‘At the proper age the mother entreated her husband to provide a suitable wife for their son. He said he would if he could gain admission to Patâla, where Vasuki, the Serpent King, reigns over the Nâgas, and might grant such a request.

‘But his wife was so distressed that to divert her thoughts he consented to travel. After some months they arrived at a city in which a Brahman offered his own beautiful daughter as a wife for the serpent.

‘The girl consented to the marriage and performed her duties admirably. After a time her serpent-husband changed one night into a man, intending in the morning to reassume his serpent form: but the girl’s father discovering that the snake body was abandoned, seized the deserted skin and threw it into the fire.

‘The consequence of which was, that his son-in law ever remained in the figure of a man, to the pride of his parents, and the happiness of his wife.’

After hearing this narrative the king no longer hesitated. The mendicant’s cell was set on fire; the mendicant perished in the flames, and the king was as his general desired, released from the thraldom of a cunning ascetic.[[2]]

[2]. From ‘Ancient and Mediæval India.’—Manning.
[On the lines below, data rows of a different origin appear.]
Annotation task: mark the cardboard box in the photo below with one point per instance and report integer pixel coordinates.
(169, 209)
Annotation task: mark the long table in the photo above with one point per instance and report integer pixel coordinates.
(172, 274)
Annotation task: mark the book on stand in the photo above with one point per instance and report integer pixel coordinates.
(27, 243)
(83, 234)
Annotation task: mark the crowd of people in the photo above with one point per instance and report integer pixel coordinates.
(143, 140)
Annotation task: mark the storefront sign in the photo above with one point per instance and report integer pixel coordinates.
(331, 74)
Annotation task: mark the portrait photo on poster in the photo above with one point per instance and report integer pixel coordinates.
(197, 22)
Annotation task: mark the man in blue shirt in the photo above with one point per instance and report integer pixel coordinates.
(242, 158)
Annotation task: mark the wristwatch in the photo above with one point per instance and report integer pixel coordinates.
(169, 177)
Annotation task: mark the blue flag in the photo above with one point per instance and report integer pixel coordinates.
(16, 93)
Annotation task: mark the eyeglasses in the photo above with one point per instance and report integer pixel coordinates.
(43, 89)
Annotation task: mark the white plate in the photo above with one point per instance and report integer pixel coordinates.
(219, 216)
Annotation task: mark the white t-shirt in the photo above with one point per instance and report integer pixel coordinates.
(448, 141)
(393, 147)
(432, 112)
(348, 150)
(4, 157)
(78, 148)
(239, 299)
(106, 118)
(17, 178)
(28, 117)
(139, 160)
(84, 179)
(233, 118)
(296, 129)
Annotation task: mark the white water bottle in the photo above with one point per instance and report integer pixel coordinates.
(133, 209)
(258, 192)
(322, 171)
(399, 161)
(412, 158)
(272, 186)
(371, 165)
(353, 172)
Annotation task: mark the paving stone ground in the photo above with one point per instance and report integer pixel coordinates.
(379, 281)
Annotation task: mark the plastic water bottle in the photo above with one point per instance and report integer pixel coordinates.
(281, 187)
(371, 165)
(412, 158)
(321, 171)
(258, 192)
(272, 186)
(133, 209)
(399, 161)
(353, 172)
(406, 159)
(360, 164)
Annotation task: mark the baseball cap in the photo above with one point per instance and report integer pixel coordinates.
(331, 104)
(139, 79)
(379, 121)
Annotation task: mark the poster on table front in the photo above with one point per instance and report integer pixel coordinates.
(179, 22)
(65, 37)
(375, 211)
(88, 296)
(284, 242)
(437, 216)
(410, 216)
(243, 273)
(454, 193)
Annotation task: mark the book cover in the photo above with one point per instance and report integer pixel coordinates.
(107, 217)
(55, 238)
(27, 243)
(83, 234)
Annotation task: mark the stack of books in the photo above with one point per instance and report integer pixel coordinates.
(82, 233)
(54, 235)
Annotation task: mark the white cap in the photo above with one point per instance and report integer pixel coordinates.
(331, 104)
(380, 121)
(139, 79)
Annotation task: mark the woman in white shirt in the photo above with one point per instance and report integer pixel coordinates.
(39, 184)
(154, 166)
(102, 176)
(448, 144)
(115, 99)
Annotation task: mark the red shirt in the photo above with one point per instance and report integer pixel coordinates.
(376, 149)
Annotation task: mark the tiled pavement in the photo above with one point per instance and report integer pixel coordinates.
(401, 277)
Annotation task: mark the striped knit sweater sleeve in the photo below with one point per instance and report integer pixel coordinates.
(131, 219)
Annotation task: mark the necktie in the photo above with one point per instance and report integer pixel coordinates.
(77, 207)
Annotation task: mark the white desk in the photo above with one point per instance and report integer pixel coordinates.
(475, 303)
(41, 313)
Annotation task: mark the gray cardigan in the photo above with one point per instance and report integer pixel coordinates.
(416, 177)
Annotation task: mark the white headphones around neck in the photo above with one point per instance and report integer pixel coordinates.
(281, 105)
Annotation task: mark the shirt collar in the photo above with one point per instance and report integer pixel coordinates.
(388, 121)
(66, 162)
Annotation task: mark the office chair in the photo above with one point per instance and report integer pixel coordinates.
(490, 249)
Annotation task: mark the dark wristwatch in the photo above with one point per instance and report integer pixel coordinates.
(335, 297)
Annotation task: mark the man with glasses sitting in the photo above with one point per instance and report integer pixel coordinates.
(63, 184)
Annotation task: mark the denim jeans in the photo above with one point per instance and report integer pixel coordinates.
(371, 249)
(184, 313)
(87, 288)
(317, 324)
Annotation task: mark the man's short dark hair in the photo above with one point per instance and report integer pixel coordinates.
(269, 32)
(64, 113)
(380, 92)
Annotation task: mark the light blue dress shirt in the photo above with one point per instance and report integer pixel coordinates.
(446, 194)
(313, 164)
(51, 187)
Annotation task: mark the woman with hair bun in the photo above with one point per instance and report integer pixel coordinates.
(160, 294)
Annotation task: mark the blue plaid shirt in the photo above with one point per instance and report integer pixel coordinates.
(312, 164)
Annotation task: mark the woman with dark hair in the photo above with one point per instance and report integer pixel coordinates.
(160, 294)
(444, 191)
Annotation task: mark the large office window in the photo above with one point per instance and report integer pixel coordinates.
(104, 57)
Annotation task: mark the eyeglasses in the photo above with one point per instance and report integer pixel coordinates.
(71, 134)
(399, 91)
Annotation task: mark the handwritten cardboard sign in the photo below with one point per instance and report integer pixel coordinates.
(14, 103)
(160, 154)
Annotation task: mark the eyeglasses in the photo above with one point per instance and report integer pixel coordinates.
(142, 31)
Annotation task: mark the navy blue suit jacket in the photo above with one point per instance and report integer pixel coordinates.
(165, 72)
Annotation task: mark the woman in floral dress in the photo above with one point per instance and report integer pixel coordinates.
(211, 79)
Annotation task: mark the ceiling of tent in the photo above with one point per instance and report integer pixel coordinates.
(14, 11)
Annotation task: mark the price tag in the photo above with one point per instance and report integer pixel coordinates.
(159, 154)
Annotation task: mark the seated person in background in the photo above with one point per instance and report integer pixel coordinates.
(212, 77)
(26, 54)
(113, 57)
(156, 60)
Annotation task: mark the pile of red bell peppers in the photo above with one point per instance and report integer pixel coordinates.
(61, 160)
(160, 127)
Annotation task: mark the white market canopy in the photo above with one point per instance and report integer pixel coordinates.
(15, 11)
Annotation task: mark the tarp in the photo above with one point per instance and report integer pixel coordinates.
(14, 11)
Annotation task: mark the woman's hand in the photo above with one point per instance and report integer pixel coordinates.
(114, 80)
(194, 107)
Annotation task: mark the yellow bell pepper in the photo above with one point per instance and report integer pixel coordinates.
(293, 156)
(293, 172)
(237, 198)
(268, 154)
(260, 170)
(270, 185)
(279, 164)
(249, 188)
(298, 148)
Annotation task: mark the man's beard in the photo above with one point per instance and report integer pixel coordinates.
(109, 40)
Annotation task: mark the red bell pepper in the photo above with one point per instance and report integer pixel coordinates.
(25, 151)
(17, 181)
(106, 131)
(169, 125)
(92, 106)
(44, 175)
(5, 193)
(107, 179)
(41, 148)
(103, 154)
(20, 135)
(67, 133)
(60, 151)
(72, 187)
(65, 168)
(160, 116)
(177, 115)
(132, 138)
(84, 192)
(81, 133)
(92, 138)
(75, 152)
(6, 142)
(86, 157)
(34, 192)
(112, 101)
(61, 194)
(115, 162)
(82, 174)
When Swami was a boy, his youthful imagination was fired by these ancient Hindu stories, but the one which tended most directly in forming his ambition, giving him the desire to become a mind-reader, was the following, taken from the ‘Vetala-Panchavinasati;’ or, ‘Twenty-five Tales told by a Vetâl.’ A Vetâl may be the spirit of a deceased person, or that of a living person who enters the body of another, leaving its own, and taking possession of that of a corpse.

A certain Brahman, named Shantil, gave up the world and lived in the woods as a hermit, or ascetic. He had already become a magician by Yogi-practice. But ordinary magic did not meet his full ambition. He coveted universal superhuman power; and for this he required the co-operation of an able pupil, carefully instructed, who should be qualified to assist in the sacrifice of a specially indicated human being.
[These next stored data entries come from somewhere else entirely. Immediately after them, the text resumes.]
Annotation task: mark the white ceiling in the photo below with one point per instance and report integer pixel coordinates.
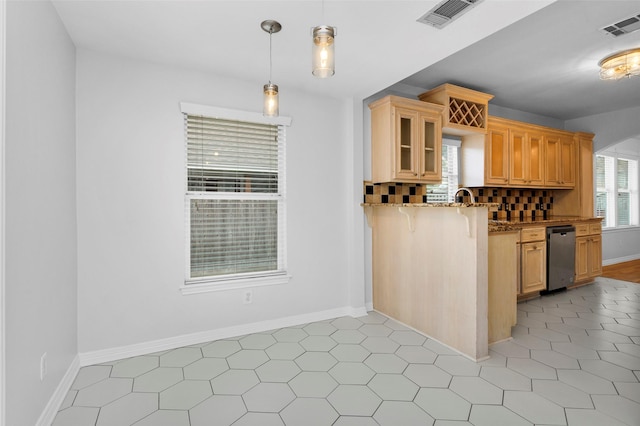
(378, 42)
(538, 56)
(547, 63)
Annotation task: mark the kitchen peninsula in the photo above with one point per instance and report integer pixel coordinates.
(430, 270)
(455, 271)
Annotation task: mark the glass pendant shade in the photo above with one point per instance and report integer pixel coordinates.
(323, 54)
(270, 107)
(621, 64)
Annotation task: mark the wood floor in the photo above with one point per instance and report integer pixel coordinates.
(626, 271)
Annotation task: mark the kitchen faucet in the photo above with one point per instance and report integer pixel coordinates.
(473, 200)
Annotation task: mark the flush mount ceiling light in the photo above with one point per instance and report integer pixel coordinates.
(323, 50)
(270, 107)
(621, 64)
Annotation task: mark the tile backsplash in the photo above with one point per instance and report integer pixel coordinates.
(392, 193)
(515, 204)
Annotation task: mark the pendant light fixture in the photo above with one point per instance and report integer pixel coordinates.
(323, 50)
(270, 107)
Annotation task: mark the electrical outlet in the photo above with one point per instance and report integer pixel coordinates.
(43, 366)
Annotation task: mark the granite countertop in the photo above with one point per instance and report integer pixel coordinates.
(489, 205)
(516, 224)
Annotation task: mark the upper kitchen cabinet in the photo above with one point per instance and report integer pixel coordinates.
(497, 156)
(525, 153)
(406, 140)
(560, 160)
(519, 155)
(465, 110)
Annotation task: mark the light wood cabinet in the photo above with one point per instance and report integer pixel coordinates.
(533, 260)
(588, 251)
(519, 155)
(465, 110)
(503, 271)
(526, 158)
(560, 161)
(406, 138)
(497, 156)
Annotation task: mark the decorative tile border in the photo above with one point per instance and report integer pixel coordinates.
(515, 204)
(394, 193)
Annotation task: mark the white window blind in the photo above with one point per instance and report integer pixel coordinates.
(617, 190)
(235, 199)
(445, 190)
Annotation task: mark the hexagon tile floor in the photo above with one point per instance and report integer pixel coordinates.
(574, 360)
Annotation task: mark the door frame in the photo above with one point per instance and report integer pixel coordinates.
(3, 32)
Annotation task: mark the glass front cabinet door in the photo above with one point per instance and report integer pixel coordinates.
(406, 140)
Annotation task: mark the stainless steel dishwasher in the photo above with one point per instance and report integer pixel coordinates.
(561, 249)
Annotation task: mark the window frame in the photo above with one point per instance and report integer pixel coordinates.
(612, 195)
(247, 279)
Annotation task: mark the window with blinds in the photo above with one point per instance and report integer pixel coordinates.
(235, 199)
(617, 191)
(444, 191)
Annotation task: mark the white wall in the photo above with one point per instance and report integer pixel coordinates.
(610, 129)
(41, 281)
(131, 236)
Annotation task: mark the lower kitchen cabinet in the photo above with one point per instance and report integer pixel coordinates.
(534, 268)
(588, 252)
(503, 279)
(533, 260)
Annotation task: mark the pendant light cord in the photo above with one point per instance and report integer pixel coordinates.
(270, 60)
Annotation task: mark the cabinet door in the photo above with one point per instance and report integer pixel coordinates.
(567, 162)
(517, 152)
(497, 156)
(595, 255)
(406, 144)
(534, 159)
(430, 144)
(534, 268)
(582, 258)
(552, 163)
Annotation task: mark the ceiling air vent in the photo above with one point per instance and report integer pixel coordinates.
(623, 27)
(446, 12)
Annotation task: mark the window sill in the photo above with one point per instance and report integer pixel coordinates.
(209, 285)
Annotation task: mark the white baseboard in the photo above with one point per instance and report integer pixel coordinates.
(56, 400)
(607, 262)
(113, 354)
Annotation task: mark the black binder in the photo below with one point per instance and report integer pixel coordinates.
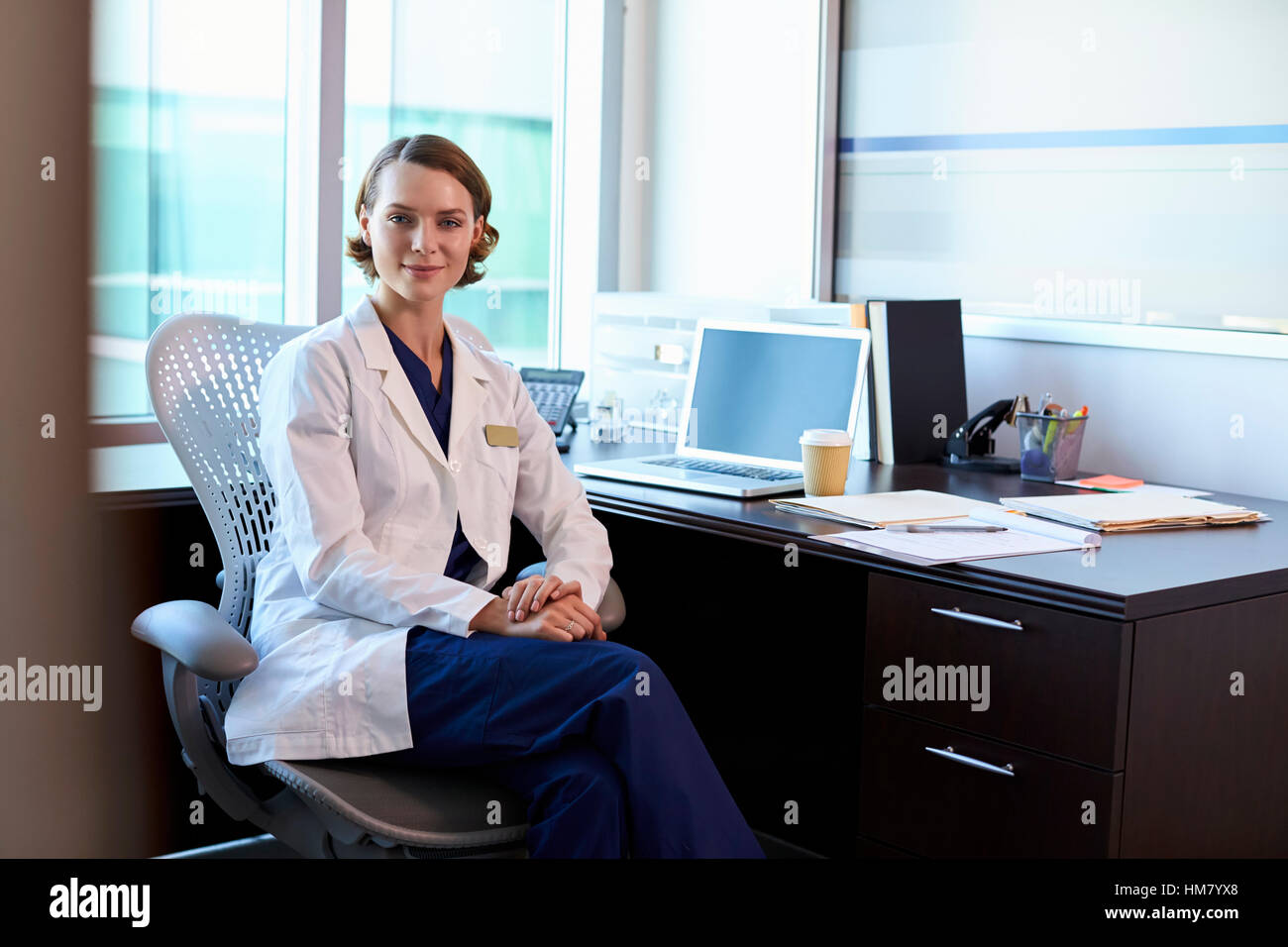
(918, 376)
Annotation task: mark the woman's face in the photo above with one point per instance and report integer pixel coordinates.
(424, 219)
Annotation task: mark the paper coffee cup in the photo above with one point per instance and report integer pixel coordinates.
(825, 453)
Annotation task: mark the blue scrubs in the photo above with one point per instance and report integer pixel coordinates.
(438, 410)
(590, 733)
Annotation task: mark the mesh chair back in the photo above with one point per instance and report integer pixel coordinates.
(204, 373)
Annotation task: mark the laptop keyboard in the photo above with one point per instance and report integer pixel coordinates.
(760, 474)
Whilst Shantil pursued his ascetic practice, and sat cross-legged, Yogi-fashion, in his forest dwelling, a severe famine occurred in the district of Delhi, or near Hastinapura. The distressed inhabitants dispersed in search of food, and a Brahman, whose wife had died of hunger, wandered with his two sons, who had not yet attained manhood, into what is called a foreign country.

Afar off they perceived a ‘forest surrounded by various trees, loaded with ripe fruits; the symmetry, the neatness, and the admirable order of the trees, and the abundance and diversity of a thousand sorts of fruits,’ proved most captivating to the hungry men.